A "toothless" body set up to seize the ill-gotten assets of organised criminals is recovering around £14 million a year less than it costs to run, according to a new report.

Tory MP Grant Shapps said the Assets Recovery Agency budget had risen last year to nearly £20 million but it was not matching that with confiscated cash and property.

The report by Mr Shapps, a Conservative Party vice-chairman, is based on official answers to Parliamentary questions which he said showed the body "simply isn't working".

The Government had failed to give the crime-fighting organisation enough powers, he said, and new human rights legislation had also stymied its work.

According to the report, the ARA realised £4.1 million in 2004/5 and £4.3 million in 2005/6, when it had a budget of £18 million and £19.8 million.

It was responsible for just 3.4% of the proceeds of crime recovered by law enforcement agencies in the first nine months of the last financial year, the data suggested.

In the report, Mr Shapps dismissed Government arguments that £68.5 million of assets "frozen" by the Agency and a number of on-going investigations proved it was working.

"Applying a freezing order is one thing - selling off the proceeds of crime for the benefit of the public is quite another," he said.

Commenting on the report, Mr Shapps added: "What we have is an Assets Recovery Agency announced with a fanfare of publicity by the Prime Minister, yet the reality is that it's costing us £18 million to run, whilst it's only recovering £4 million each year.

"A combination of human rights legislation and the failure of the government to give the Assets Recovery Agency adequate teeth means that the Agency is costing us four times as much to run than it recovers.

"It's a classic Blair big idea, which simply isn't working in reality.

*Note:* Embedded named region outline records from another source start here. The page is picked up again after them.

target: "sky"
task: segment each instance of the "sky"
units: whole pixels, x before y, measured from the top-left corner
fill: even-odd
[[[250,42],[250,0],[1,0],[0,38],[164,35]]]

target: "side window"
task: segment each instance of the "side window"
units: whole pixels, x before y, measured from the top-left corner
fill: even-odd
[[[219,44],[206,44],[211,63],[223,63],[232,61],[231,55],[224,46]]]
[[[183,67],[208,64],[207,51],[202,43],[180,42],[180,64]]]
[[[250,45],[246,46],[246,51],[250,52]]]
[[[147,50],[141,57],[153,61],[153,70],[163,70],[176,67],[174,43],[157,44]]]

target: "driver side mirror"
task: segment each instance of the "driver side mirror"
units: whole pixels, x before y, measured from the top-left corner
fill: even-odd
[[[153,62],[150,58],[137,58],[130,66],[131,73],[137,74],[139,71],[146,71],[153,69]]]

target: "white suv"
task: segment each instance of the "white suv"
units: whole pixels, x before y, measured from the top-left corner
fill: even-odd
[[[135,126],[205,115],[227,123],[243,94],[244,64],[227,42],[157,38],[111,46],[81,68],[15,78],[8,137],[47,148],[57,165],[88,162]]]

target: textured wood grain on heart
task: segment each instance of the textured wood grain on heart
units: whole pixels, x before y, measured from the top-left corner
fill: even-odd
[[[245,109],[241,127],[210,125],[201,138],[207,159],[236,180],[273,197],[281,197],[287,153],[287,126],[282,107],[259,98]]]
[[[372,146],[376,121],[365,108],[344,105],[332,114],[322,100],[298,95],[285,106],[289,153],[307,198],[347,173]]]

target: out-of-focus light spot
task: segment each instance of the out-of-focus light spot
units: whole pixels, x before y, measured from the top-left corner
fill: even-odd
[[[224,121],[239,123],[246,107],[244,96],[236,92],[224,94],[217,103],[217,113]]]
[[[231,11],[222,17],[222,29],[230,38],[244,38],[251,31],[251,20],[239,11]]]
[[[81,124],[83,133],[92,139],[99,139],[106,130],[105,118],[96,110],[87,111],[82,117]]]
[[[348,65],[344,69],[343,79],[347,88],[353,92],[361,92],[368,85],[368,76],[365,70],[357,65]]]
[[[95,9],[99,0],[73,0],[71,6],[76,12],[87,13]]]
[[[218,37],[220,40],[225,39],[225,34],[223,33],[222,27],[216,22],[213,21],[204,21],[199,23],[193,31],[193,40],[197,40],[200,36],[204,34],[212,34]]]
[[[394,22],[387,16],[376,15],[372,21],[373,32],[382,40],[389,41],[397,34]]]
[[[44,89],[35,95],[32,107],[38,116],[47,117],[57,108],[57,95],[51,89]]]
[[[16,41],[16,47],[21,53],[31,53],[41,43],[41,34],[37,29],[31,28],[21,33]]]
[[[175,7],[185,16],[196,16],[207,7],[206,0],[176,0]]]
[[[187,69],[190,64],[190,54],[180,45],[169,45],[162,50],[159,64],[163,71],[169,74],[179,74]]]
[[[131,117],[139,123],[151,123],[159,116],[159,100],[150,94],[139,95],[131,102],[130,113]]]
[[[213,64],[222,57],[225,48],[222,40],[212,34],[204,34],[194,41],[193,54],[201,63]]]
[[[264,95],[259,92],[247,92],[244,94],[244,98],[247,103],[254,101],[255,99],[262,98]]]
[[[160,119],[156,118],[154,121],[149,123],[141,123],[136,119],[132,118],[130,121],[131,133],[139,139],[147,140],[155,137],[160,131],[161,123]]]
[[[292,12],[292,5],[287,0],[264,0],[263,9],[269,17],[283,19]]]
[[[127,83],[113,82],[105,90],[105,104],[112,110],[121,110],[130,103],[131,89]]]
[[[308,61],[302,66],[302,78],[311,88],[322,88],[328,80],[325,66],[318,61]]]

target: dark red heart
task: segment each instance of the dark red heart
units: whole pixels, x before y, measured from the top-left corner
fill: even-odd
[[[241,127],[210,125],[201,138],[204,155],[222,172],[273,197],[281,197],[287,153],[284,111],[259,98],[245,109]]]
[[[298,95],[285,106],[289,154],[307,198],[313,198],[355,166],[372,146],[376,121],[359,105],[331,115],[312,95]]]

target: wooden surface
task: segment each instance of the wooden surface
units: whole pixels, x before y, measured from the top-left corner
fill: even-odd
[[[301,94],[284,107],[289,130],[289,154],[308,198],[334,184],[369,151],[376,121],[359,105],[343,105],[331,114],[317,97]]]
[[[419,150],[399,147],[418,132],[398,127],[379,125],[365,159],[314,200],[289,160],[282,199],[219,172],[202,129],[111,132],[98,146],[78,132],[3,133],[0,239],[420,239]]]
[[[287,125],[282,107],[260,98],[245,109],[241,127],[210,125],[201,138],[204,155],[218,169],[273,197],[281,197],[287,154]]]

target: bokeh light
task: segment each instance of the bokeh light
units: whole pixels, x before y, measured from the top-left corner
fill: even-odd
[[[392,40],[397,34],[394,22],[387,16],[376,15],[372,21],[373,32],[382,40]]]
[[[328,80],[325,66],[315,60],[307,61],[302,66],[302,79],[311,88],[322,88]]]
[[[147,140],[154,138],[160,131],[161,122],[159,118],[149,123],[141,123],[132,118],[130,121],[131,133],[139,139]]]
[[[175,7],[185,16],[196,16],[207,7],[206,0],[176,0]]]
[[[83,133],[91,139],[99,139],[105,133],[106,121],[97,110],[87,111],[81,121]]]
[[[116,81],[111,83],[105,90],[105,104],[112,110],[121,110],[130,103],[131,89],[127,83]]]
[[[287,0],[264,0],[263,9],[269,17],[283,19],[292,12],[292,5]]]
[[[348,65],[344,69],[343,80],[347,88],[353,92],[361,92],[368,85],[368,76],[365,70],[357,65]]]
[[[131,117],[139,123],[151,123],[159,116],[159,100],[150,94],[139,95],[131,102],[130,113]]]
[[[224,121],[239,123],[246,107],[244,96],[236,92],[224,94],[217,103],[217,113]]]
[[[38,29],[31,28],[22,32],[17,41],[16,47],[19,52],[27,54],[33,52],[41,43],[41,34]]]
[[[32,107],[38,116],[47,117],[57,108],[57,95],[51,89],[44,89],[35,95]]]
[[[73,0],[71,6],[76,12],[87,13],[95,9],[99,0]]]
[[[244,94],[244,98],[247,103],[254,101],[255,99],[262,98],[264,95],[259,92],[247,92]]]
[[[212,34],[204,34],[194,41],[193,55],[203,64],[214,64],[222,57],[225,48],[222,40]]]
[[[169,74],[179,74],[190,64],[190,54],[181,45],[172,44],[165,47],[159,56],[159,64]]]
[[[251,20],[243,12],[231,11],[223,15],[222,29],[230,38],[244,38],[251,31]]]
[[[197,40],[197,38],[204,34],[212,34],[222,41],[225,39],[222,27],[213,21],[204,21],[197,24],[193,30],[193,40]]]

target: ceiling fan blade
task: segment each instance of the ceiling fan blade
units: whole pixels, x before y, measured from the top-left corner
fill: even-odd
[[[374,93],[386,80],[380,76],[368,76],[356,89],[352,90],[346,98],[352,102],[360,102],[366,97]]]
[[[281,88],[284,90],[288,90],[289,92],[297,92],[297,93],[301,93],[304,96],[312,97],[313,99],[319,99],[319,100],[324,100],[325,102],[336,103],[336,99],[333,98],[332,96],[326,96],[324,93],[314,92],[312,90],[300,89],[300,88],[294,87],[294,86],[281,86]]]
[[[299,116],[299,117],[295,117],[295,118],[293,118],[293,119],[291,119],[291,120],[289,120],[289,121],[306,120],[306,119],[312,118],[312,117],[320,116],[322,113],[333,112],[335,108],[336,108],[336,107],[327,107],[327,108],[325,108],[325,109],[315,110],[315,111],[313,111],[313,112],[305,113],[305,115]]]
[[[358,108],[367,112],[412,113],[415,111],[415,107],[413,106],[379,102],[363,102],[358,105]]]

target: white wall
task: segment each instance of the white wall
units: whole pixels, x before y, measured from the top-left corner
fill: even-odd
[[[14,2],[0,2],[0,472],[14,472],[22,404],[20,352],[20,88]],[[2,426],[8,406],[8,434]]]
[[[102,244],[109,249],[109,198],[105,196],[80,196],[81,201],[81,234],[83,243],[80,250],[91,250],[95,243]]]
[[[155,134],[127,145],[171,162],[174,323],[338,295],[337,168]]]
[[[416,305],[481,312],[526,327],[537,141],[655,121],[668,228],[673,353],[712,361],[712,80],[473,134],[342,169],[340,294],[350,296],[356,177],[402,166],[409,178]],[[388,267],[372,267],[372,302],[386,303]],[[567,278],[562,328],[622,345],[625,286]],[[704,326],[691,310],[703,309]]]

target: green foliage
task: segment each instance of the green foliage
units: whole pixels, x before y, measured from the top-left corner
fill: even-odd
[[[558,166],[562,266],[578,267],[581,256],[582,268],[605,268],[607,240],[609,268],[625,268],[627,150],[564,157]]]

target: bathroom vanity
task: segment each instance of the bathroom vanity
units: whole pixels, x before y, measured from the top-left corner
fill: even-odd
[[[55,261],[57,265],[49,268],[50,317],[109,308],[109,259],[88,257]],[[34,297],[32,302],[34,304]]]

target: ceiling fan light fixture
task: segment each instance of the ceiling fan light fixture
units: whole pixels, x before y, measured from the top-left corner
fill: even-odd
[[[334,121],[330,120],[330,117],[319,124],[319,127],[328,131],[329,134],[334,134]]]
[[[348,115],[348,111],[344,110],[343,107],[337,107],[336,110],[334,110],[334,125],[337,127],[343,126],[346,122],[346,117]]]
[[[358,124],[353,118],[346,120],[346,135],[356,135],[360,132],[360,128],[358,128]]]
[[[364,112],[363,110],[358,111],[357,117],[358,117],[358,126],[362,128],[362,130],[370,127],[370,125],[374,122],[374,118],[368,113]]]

"This report puts further pressure on the Government to get a grip of its law and order policies and give the Assets Recovery Agency the ability to hit criminals where it hurts."

Mr Shapps claimed today that Prime Minister Tony Blair had pledged the agency would collect £80 million by this year, when he set it up in a "blaze of publicity" in 2003.

He told BBC Radio 4's Today programme: "This is a classic Blair idea which actually in detail doesn't work."

Jane Earl, director of the Assets Recovery Agency, said Mr Shapps' figures were "not entirely" right.

She accepted that it had only recovered £4 million, but the £80 million target had been for the assets recovery community as a whole.

"What we've been doing is taking new legislation in difficult areas and we've been taking those cases through the courts," she said.

"Mr Shapps is entirely right that we have a large amount of money under restraint, frozen, something over £100 million in our lifetime.

"That's not money that has gone away that we are not pursuing, that's all money which is being litigated through the courts as we speak.

"The cases that put money into the so-called tinbox last year were really the ones that came in in the very early stages of our lifetime.

"We think that the time taken to get a case from being referred to us from law enforcement agency to completion is longer than we expected, it's longer than we hoped for, and I have to say to you and everyone else that we're sorry that's the case."

Ms Earl added: "It's important too that we are clear that we understand this is a long haul and the important thing for ... the taxpayers who fund us is that they know we are not giving up on it.

"We are continuing to litigate extensively, we are fighting off every legal challenge that is put to us and so far I am delighted to say we have won all of those, but they do take time in the normal civil legal system."